When Symposion was an artistic circle composed of a core trio who spoke Swedish as their mother tongue but were part of the Finnish-speaking “Päivälehti circle,” Euterpe was a completely Swedish-speaking artistic community that emphasized and promoted Swedish culture and literature. Sibelius was not a core member of this circle but rather an occasional participant in its gatherings. The connection with Euterpe was strongest between 1902 and 1904, while the composer lived in Helsinki before moving to Ainola.
Euterpe was also a Finnish-Swedish intellectual magazine, whose editors were led by Sibelius’s old acquaintance Werner Söderhjelm, who acted as a father figure of sorts. Söderhjelm had looked after Sibelius during his first trip abroad, during his study year in Berlin from 1889 to 1890.
The core group included Gunnar Castrén, Olaf Holmén, Emil Zilliacus, Axel Cedercreutz, Alexis von Kraemer, Sigurd Frosterus, Emil Hasselblatt, Alvar Törnudd, and, in the early days, also Bertel Gripenberg, the Swedish translator of Pelléas and Mélisande—all significant figures in Finnish-Swedish culture. Albert Edelfelt and Eino Leino also occasionally joined them for evening gatherings.
The Euterpe members, like the Päivälehti group and the later Tulenkantajat (The Torch Bearers), wanted to open windows to Europe. This was a goal that Sibelius also wholeheartedly supported. The Euterpe members’ contemplation of symbolism and Nietzschean ideas was familiar to the composer from the 1890s. Although Sibelius later rejected Nietzsche, the idea of symbols as representations of deeper truths continued to fascinate him during his Masonic years in the 1920s.

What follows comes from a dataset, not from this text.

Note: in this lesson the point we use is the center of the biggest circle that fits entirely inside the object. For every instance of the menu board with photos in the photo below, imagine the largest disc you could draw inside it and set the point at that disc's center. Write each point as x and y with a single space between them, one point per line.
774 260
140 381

“Evenings and nights with Söderhjelm, Edelfelt, Sibelius, and Mikael Lybeck in the newspaper’s room at Lundqvist’s Commercial Palace are surely among the brightest memories for the still-living members of the Euterpe circle,” Castrén later recalled.
“It was an incomparable pleasure to see him [Sibelius] enchanted by the atmosphere, to hear his bubbling speech, and to soar to imaginative heights carried by his brilliant thoughts. He is an admirable personality—lovable, sensitive, understanding. Physically perhaps restless and tired, but mentally as vigorous as ever,” Törnudd recounted.
Sibelius moved to Ainola in the autumn of 1904. His connections with Euterpe became less frequent, but many members of the Euterpe circle remained close friends with the composer for a long time.